01 July 2009

Why is God Good?

Terry Eagleton's defense of theology was still rattling around in my skull when I picked up Robin Waterfield's Why Socrates Died, the newest attempt to account for that unfortunate fact. Waterfield presents his thesis as if he were a mythbuster, but as far as I knew the notion that Socrates was condemned as a scapegoat for the oligarchic tyranny that he allegedly influenced is nothing new. But I guess the idea of Socrates as a generic questioner of authority, and therefore an archetypal liberal, is still so common that it needs correction as often as possible.

Anyway, Waterfield's discussion of Socrates's religion caught my eye. The philosopher was accused of impiety, but he didn't exactly reject the Olympian gods. Instead, he rejected much of the ribald and violent mythology that had developed about them, and he did so on the ground that the gods had to be good. This wasn't a new discovery for me, but after reading Eagleton I found myself asking why Socrates thought this way. I reminded myself that Judaism developed in the direction Socrates hoped for Greek religion, from Yahweh as a temperamental, manipulative and jealous being to someone who was basically "the Good" personified, as he is seen by Christians and Muslims. Greeks and Hebrews alike were probably absorbing the influence of Zoroastrianism, the religion of the Persian Empire, which also popularized the idea of a Last Judgment. It would seem that Eagleton's theological notion (which, again, he doesn't fully embrace) of God as the necessarily good sustainer of the universe dates back to this epoch. History went in a certain direction, but who's to say it wasn't a wrong turn?
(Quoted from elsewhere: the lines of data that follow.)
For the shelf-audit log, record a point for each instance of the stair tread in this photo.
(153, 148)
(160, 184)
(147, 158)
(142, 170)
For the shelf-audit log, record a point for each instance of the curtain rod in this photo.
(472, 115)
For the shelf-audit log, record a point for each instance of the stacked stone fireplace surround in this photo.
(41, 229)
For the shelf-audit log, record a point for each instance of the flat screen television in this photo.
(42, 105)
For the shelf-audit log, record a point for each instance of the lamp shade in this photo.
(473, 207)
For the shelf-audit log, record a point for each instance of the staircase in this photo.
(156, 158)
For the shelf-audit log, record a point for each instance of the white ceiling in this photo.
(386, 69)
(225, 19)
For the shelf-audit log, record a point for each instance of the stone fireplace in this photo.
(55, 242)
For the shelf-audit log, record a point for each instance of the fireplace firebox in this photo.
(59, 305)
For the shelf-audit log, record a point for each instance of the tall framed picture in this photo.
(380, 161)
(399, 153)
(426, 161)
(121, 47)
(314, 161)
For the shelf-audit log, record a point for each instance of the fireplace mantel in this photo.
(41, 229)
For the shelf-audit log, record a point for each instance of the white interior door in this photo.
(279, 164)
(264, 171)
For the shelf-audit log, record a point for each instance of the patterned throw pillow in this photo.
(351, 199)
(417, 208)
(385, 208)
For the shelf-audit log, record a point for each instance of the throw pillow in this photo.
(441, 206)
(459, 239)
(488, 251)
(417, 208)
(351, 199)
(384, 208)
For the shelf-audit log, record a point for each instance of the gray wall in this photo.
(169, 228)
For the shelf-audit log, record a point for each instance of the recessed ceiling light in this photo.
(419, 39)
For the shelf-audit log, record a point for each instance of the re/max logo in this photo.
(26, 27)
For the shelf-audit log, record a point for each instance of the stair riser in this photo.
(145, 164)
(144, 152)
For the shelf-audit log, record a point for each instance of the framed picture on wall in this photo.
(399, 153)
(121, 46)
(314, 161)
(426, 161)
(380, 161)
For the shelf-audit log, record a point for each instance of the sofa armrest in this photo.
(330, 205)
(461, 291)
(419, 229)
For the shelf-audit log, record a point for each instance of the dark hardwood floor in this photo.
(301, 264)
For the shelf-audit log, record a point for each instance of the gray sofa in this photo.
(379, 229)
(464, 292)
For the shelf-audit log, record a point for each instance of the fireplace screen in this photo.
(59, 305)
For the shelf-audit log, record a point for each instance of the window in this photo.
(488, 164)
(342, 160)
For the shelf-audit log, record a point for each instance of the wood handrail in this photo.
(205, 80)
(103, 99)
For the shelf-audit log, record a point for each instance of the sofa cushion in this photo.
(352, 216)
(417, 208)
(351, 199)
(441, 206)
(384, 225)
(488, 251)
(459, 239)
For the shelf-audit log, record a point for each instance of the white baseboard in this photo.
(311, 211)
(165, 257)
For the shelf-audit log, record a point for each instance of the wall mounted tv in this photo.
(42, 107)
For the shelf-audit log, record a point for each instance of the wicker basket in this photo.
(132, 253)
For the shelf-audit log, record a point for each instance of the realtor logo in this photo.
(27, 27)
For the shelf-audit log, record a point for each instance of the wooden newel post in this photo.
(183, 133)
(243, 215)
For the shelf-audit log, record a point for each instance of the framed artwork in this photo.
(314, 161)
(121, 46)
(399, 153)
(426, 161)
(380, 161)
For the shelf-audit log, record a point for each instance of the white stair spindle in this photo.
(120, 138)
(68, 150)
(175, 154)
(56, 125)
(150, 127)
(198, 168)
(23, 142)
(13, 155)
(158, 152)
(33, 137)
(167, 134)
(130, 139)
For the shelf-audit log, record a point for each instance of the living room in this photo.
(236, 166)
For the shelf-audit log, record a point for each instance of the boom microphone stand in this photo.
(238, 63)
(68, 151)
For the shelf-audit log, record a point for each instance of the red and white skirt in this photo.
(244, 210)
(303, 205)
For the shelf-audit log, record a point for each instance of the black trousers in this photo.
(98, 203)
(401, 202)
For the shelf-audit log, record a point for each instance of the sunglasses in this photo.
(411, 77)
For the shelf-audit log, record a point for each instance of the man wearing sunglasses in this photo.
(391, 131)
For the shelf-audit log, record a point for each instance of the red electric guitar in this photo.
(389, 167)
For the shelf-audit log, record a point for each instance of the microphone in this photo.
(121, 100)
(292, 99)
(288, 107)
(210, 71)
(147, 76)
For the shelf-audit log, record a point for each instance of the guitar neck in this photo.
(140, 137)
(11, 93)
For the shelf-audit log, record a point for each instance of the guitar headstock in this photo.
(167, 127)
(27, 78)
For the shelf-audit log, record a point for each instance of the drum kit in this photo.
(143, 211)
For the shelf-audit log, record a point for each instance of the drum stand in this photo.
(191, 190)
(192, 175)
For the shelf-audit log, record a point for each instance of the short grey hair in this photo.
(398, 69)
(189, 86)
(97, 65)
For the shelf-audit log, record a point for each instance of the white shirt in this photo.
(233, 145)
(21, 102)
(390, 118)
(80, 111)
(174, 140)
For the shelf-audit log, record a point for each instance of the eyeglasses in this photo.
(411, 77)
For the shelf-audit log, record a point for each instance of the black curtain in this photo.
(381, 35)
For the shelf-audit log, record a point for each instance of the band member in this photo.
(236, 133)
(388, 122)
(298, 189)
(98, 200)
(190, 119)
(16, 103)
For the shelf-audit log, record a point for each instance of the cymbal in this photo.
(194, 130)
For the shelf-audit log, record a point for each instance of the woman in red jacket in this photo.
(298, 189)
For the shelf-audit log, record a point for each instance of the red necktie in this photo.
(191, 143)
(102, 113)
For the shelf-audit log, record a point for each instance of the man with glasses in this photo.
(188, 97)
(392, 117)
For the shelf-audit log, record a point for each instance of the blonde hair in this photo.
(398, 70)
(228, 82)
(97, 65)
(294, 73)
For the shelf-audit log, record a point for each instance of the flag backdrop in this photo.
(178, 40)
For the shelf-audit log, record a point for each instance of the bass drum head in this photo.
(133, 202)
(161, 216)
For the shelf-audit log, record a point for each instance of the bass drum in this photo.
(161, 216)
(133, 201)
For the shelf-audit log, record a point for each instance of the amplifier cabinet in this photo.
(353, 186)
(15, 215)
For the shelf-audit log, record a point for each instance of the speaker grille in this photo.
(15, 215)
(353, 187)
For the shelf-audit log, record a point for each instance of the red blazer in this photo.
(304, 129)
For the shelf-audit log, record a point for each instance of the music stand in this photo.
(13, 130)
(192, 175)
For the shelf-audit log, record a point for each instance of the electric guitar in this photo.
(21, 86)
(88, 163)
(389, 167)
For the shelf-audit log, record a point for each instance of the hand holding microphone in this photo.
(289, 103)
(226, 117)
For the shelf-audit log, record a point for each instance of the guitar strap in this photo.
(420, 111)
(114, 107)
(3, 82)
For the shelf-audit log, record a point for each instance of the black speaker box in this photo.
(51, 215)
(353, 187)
Going back to Socrates, the idea of the good god seems of a piece with his authoritarian philosophy. Waterfield is careful to stress that Socrates didn't support just any old kind of elite rule, but the philosopher apparently did insist that rulership was a form of expertise that belonged, by his definition, to the experts rather than the people. Just like there had to be "the good" and it had to come from a good god, so there had to be a "good" in any field of life that bestowed automatic, indisputable authority on experts. Socrates didn't believe expertise was hereditary, but he did think that only certain people had the inclination and the free time to develop that expertise. To him, it appeared, that disqualified democracy from consideration as the best form of government, and that, along with the influence he allegedly had on more active enemies of democracy in Classical Athens, made him too dangerous to live even in his old age in the eyes of a majority of jurors. They may have seen in him a proponent of an absolute moralism that presented as many perils as it did potential benefits. Anyone who insists on a metaphysically absolutist notion of "the good" as a necessity of political or civil life should be regarded with caution, at a minimum -- but it shouldn't be necessary to break out the hemlock right away.

3 comments:

Anonymous said...

What is "good"? Is there an objective definition? It seems to me that anytime you see two nations (or religions/religious factions) at war, they both claim to be the "good guys" and the other side to be evil. So which god is good? Is it the Catholics god? The Baptists' god? The Shi'ites' god? The god of the Jews? How do I know for a fact which religion is the "true" religion, representing the "good" god?

d.eris said...

Another reason why the gods have to be good is provided in the second book of Plato's Republic: "won't somebody think of the children?!" Socrates basically argues that the gods must only be portrayed as good because the stories of the gods are taught to children from a young age, and from these stories they draw lessons about the appropriate way to conduct oneself in the city. Interestingly, though, Socrates has no faith in the text, as it were. If, in a given story, the gods do something that is clearly bad or evil, the story is not re-interpreted so as to construe this evil as good, rather the story is simply banned from the city.

With respect to Chryme's question, in this section of The Republic, it is often simply assumed that everyone knows what the good is, though Socrates does eventually articulate four virtues: justice, moderation, courage and wisdom. This only displaces the question as to what the good is though: what are justice, moderation, courage and wisdom?

Anonymous said...

Of course, I was speaking in a realistic, rather than theoretical way. It's all well and good for Plato have Socrates theorize and all, but in real society, there never seems to be a complete or accurate definition of "good". Good (and evil for that matter) always seem to be, at best, vaguely defined. And what some see as "good", others define as "evil". Our current American society is a perfect example of this.